Why data cleaning? Because most students will typically have very little experience with that thankless task, which happens because most econometrics classes usually present students with nice, picture-perfect data sets for applied problem sets (and that’s when those classes actually have students estimate stuff instead of just memorizing the properties of various estimators).
Many textbooks now come with a number of data sets that readers can use to apply various techniques and replicate the examples in the book (for example, here are the data sets from Jeff Wooldridge’s textbook), which is great. But as I noted above, the problem with those data sets is that they are “perfect.” That is, no data are missing, no values are the product of an obvious typo, all the data are in one neat file, and so on.
Very often, however, the data you will want to use for a research project is not clean. It will come in several files covering different questionnaire modules across different years. Monetary values will have been recorded in real terms. Some people will have refused to answer some questions; others will have trolled the enumerators with crazy answers. Whoever entered the data will have made typos.
The list of possible issues is almost endless, and each data set has its unique set of data-cleaning, which is why it is very difficult to actually teach students how to clean data. But if there is one thing that you need to remember on the data-cleaning front, it’s this:
Cleaning data will typically involve running a .do file wherein
- You merge different data files together. This can range from easy if you only have to match observations with themselves (i.e., individuals’ answers to demographic questions with the same individuals’ answers to financial questions) to very tricky if you have to ascribe several sub-observations (e.g., a household’s individual plots) to one “master” variable (e.g., the household itself), and you might want to check that step several times over to make sure everything is okay, going so far as inspecting a few observations to see if they line up with the actual values recorded in the survey questionnaire.
- You tab each variable to see whether there are obvious irregularities: missing values, outliers, censoring, truncation, etc. For cases where you have several sub-observations per unit (say, several country-year observations), you might want to check that the time-invariant values are indeed time-invariant, checking the mean of those variables by country. Here, you might also want to plot your dependent variable against each right-hand side variable, just to get a visual sense of what is going on as well as to detect outliers and leverage points.
- You drop some observations because of missing values, outliers, typos, etc.

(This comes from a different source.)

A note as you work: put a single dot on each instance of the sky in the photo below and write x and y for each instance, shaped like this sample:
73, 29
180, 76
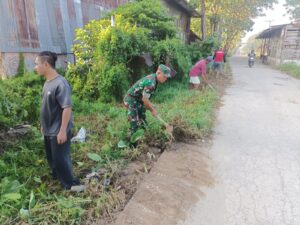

- You transform some variables by taking a log, applying an inverse hyperbolic sine transformation, expressing them in real terms, converting two-week recall into seasonal data, dividing by 1,000 to have estimated coefficients more in line with your other estimated coefficients, and so on.
- You generate new variables from those you currently have, whether this means adding variables together (e.g., to calculate household size), creating dummies from continuous variables (e.g., to break up income into income brackets), creating ratios of two variables (e.g, to use firms’ price-earnings ratios as a regressor), etc.
- You perform other operations that will lead to a nice, clean data set you can just run a parsimonious estimation .do file on.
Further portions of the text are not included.